The convention center’s background music—a playlist reflecting the musical star power Clinton had recently brought onto the campaign trail to encourage voter turnout—played on in apparent ignorance. Fight and Roar and Rise, it said, though the crowd, overwhelmingly, did not.
“Twelve hours ago, things felt so different,” said Dana Massarsky, 36, leaving the rally after Clinton campaign chairman John Podesta announced she would wait another day to speak.
It was another surprising turn in a presidential race that had repeatedly broken with precedent.
“We can wait a little longer, can’t we?” Podesta said. “We will be back. We have more to say. Let’s get those votes counted.”
The announcement, which prolonged the now-inevitable, did little to lift spirits.
“I’m sort of speechless,” said 34-year-old Rhead Beddoe, of Brooklyn, who has spent every weekend since September volunteering for Clinton in Pennsylvania, knocking on doors in Philadelphia suburbs. “I’ve never been so confident about an election.”

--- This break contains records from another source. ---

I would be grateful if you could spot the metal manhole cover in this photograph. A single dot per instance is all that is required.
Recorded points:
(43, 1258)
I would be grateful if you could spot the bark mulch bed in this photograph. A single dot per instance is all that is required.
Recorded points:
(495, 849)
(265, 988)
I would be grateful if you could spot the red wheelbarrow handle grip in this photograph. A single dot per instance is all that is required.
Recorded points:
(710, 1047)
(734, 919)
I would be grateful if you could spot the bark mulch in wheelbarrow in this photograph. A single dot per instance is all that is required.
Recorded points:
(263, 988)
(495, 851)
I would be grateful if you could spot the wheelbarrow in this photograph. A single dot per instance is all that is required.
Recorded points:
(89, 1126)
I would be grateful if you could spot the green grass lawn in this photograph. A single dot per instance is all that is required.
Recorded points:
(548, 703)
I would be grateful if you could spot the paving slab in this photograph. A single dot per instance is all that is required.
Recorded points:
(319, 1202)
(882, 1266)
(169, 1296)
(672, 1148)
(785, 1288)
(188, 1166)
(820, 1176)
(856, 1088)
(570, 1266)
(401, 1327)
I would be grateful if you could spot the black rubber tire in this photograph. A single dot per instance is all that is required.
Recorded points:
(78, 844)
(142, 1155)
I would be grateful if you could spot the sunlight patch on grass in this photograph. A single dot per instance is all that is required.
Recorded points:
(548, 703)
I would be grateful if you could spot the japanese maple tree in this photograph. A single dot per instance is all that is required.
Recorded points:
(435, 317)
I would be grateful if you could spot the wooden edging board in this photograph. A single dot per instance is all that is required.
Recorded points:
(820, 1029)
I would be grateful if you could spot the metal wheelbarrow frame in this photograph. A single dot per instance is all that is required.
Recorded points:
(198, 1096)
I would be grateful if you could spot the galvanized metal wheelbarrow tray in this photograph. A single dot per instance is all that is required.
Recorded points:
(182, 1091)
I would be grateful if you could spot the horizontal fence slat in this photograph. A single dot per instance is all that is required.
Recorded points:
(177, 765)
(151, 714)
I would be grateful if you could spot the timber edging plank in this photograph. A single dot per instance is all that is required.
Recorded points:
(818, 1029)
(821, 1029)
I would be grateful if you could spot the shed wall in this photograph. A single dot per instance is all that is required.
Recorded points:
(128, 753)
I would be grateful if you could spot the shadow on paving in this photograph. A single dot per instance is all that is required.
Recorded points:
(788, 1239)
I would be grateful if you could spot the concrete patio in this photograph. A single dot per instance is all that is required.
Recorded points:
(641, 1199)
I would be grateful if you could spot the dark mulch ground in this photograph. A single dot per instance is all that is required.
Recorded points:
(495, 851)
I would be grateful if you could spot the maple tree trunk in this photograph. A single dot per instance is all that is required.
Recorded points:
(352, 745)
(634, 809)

She choked up, acknowledging that Clinton had lost, despite the candidate’s absent concession speech.
“I think it’s going to be really hard for America,” she said. “This is a really tragic, unfortunate, terrible disaster.”
Others in the crowd voiced concern for specific Americans, including immigrants and members of the LGBT community.
“At a very base level, it’s terrifying to me,” said Bryan Ball, 30, adding that he worried Trump would roll back rights recently obtained for LGBT Americans. “It’s a very personal fear, as a gay American.”
Still, some said they were happy to be where they were, at the rally just over two miles away from Trump’s.
“I feel like I’m in the right place with the right people,” said Margaret Biedel, adding that she felt “dumbfounded and overwhelmed.”
“In the beginning, it was so exciting,” she said, “and now, actually, I’m glad I’m here because I couldn’t bear to do this in the living room of my home.”